Yeray miró a Vanesa, con una expresión que gritaba: “¿Qué hiciste?”
El movimiento de labios de Vanesa fue claro y directo: —¡Me los llevé!
Yeray se quedó sin palabras.
Vaya jugada más dura.
Antes, gracias a las maniobras de Vanesa, René le había entregado todo esa noche.
¿Y ahora resulta que ella se lo llevó todo?
Perfecto. Muy bien.
Esto era como hacerle pagar a René todas las humillaciones que su madre había soportado durante años.
Yeray no pudo evitar recordar cómo su madre estuvo sometida por René tanto tiempo.
Soltó una carcajada irónica.
—¿Qué quieres que te explique? Si tú se lo diste, entonces ahora todo es de ella.
René no se quedó atrás:
—Si insistes con eso, voy a llamar a la policía.
Él había dejado que ella gestionara los asuntos de la familia Méndez, ¿pero cómo que se lo había dado todo? ¡Qué descaro!
René estaba tan molesto que casi se le iba el aire.
Al oír la amenaza de René de llamar a la policía, la mirada de Yeray se volvió aún más peligrosa.
Vanesa se acercó y le susurró al oído:
—Déjalo que llame.
Yeray la miró desconcertado.
Vanesa volvió a hablar en voz baja:
—Ya tengo todo listo.
¿A poco iba a dejar que estos tipos se salieran con la suya tan fácil? Aunque fuera un juego, ella había preparado todo a la perfección.
Yeray asintió y habló con calma al teléfono:
—Dice que le llames a la policía si quieres.
Del otro lado del teléfono, René se quedó en silencio.
Solène también estaba pasmada.
Escuchar que Vanesa estaba justo al lado de Yeray y que encima los invitaba a llamar a la policía... ¿Qué pretendía Vanesa? ¿Acaso porque es de los Allende, ya no le teme a nada?
René sentía que tenía una piedra atorada en el pecho.
—¿Qué significa esto? ¿Se llevó todo y ahora va a pelearse conmigo?
—Méndez, esa Vanesa no parece que quiera vivir en paz en la familia Méndez. Si de verdad quisiera quedarse, nunca haría algo así.
La intención de Solène era clara: había que recuperar todo lo de la familia Méndez.
René también lo tenía claro.
Vanesa le acababa de declarar la guerra, y eso era lo que más le ardía.
¿Cómo se atrevía a desafiarlo tan directo? ¿O será que tenía otro plan en marcha?
...
Mientras tanto, Yeray miró a Vanesa tras colgar el teléfono.
—¿Qué preparaste exactamente?
Él no sabía nada de los movimientos previos de Vanesa.

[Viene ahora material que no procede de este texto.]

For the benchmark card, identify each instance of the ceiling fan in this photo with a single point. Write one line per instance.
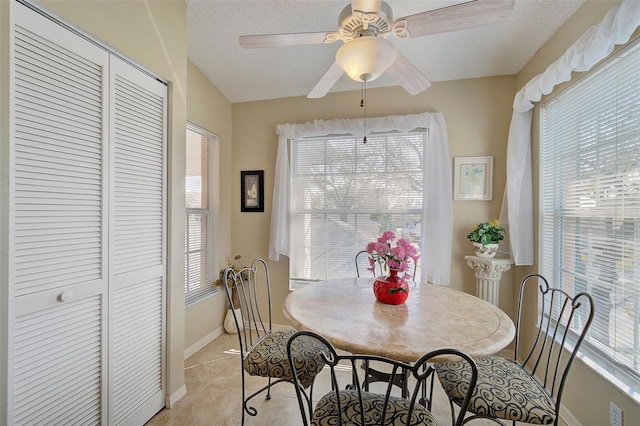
(365, 25)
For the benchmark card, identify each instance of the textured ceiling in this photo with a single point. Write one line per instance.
(268, 73)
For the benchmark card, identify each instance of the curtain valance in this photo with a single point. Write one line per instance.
(596, 44)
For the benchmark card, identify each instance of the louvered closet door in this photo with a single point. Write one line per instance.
(137, 268)
(58, 229)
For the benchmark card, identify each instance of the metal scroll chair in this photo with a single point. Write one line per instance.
(263, 351)
(529, 388)
(347, 403)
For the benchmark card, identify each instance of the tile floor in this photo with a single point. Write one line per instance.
(213, 397)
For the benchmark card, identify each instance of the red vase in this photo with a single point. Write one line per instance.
(391, 290)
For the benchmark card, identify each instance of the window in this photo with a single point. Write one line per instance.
(201, 224)
(344, 194)
(590, 207)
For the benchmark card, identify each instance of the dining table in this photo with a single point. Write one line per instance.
(346, 312)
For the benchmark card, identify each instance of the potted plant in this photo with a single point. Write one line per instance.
(395, 256)
(485, 237)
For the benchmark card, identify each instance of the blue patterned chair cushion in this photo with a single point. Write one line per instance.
(503, 391)
(268, 358)
(326, 411)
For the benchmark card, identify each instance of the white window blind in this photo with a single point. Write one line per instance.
(201, 225)
(590, 206)
(344, 194)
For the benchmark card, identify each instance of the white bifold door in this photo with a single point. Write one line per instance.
(87, 231)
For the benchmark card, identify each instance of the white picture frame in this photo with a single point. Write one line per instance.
(473, 178)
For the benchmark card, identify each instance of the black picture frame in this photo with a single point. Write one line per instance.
(252, 191)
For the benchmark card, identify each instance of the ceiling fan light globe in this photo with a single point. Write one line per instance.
(366, 56)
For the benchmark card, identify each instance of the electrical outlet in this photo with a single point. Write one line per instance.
(615, 415)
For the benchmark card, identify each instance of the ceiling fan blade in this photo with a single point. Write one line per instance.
(409, 77)
(473, 14)
(277, 40)
(326, 82)
(366, 5)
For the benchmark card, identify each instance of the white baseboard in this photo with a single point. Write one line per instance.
(177, 396)
(203, 342)
(280, 327)
(567, 417)
(218, 332)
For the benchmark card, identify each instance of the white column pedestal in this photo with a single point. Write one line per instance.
(488, 274)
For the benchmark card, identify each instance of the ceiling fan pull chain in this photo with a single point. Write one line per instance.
(363, 103)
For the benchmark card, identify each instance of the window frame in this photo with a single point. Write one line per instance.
(553, 233)
(348, 257)
(209, 211)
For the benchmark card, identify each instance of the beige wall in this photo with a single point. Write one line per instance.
(154, 34)
(209, 109)
(587, 395)
(477, 113)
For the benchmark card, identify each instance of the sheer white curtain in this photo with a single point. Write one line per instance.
(437, 217)
(616, 28)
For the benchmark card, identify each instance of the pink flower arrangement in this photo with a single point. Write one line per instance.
(390, 253)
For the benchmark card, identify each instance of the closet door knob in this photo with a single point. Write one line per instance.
(65, 296)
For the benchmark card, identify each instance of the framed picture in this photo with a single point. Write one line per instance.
(473, 177)
(252, 190)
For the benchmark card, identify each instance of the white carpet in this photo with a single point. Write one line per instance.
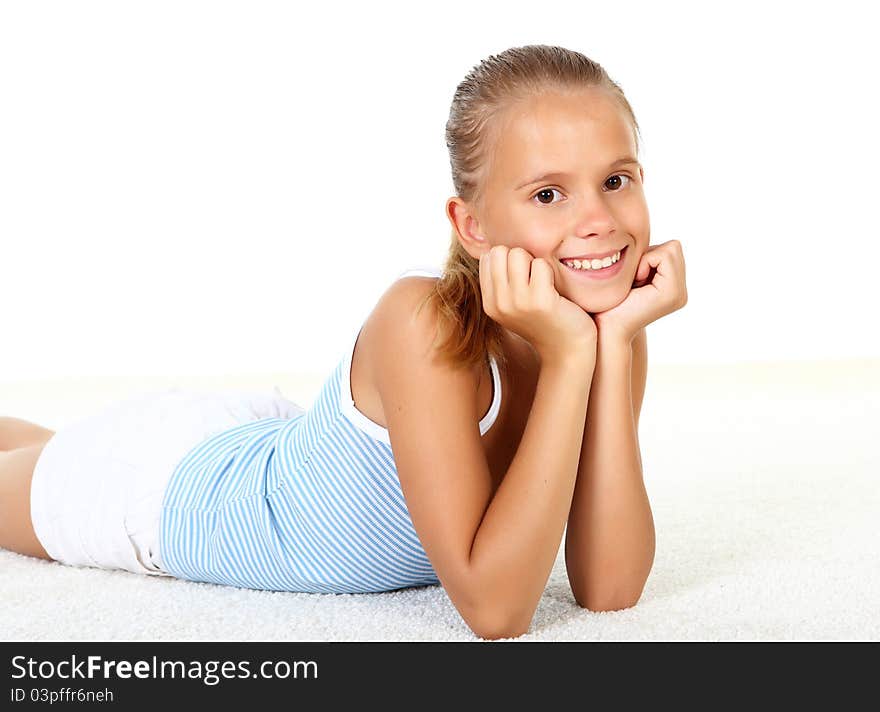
(764, 480)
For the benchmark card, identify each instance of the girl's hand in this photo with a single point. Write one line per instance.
(659, 289)
(518, 292)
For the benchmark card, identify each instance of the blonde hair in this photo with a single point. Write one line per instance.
(489, 90)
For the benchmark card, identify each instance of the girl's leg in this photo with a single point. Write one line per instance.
(16, 529)
(16, 433)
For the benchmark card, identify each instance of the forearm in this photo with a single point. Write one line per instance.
(609, 545)
(518, 539)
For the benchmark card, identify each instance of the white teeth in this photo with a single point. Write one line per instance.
(593, 264)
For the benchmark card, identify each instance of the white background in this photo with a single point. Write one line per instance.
(212, 187)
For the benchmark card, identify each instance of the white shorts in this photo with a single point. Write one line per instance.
(99, 483)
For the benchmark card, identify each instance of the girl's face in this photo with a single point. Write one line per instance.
(563, 181)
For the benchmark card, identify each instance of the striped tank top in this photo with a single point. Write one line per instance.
(308, 504)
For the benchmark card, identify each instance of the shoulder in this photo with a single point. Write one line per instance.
(402, 312)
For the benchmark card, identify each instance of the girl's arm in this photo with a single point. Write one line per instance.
(518, 539)
(609, 543)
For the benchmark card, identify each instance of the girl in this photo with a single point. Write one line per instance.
(480, 413)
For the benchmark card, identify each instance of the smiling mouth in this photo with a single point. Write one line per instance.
(599, 270)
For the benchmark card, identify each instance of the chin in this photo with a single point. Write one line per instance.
(597, 305)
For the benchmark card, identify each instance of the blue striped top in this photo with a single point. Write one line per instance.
(311, 503)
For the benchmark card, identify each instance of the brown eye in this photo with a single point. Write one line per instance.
(619, 177)
(548, 192)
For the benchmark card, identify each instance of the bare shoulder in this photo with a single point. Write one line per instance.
(429, 408)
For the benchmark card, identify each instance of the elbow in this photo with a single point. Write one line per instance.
(616, 599)
(601, 602)
(495, 624)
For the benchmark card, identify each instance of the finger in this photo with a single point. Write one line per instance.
(541, 282)
(498, 269)
(486, 288)
(519, 266)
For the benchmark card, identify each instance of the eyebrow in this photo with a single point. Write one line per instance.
(562, 174)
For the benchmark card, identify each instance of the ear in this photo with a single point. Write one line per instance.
(466, 226)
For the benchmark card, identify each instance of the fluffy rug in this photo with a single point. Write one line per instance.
(764, 481)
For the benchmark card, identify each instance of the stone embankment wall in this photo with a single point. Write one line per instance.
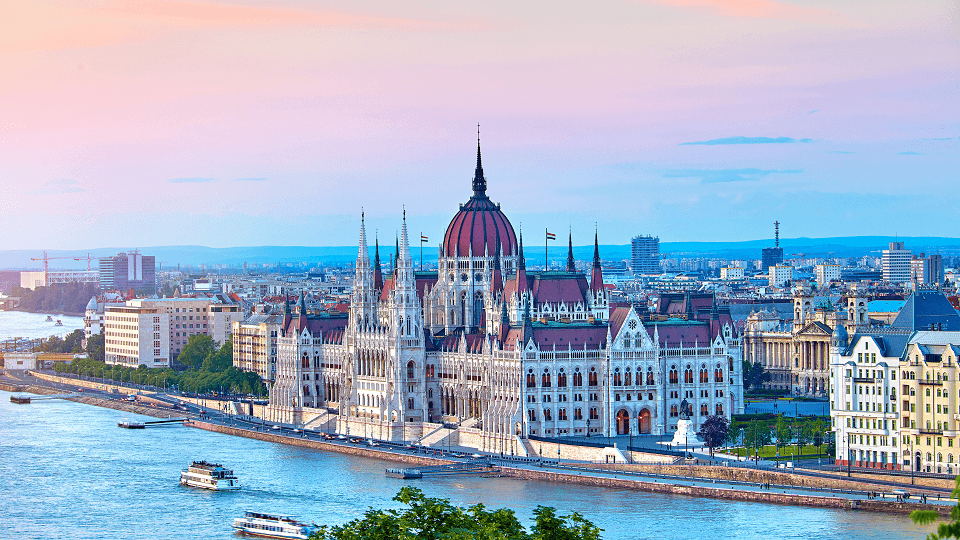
(363, 451)
(763, 496)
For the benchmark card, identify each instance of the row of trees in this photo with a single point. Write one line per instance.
(56, 297)
(209, 369)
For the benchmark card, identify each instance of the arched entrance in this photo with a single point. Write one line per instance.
(644, 421)
(623, 422)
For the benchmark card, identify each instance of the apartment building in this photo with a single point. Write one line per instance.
(136, 335)
(255, 344)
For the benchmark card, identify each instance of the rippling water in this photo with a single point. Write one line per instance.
(69, 473)
(35, 325)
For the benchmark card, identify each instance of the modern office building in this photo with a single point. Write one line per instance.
(128, 271)
(645, 254)
(895, 263)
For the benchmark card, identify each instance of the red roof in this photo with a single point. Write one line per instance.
(476, 228)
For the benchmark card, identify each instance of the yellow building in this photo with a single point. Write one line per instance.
(931, 402)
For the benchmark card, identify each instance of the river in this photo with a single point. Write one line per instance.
(70, 473)
(34, 325)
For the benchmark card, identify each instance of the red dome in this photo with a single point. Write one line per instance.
(476, 227)
(478, 224)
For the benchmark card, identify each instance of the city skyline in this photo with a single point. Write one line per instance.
(275, 124)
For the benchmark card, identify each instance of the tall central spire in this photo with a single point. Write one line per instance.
(479, 182)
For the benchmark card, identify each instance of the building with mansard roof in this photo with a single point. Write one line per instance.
(488, 353)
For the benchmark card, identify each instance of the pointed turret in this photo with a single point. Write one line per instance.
(479, 182)
(596, 279)
(521, 267)
(377, 271)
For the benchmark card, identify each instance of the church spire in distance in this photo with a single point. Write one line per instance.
(479, 182)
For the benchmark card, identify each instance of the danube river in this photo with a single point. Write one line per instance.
(69, 473)
(35, 325)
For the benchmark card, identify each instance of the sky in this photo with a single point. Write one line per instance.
(152, 122)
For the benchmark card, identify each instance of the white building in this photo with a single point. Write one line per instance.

Aunque lo que tenía en Avignon superaba por mucho las migajas de la familia Méndez, para René, Solène y hasta Rodolfo Méndez, esas migajas eran un tesoro.
Quitarles lo que más les importaba, y encima asegurarse de que no pudieran recuperarlo, era una satisfacción difícil de describir.
Yeray sentía un placer inmenso en ese momento.
Vanesa, sin perder tiempo, fue al estudio y regresó con dos carpetas.
—Aquí tienes, ambos firmados de puño y letra por tu papá.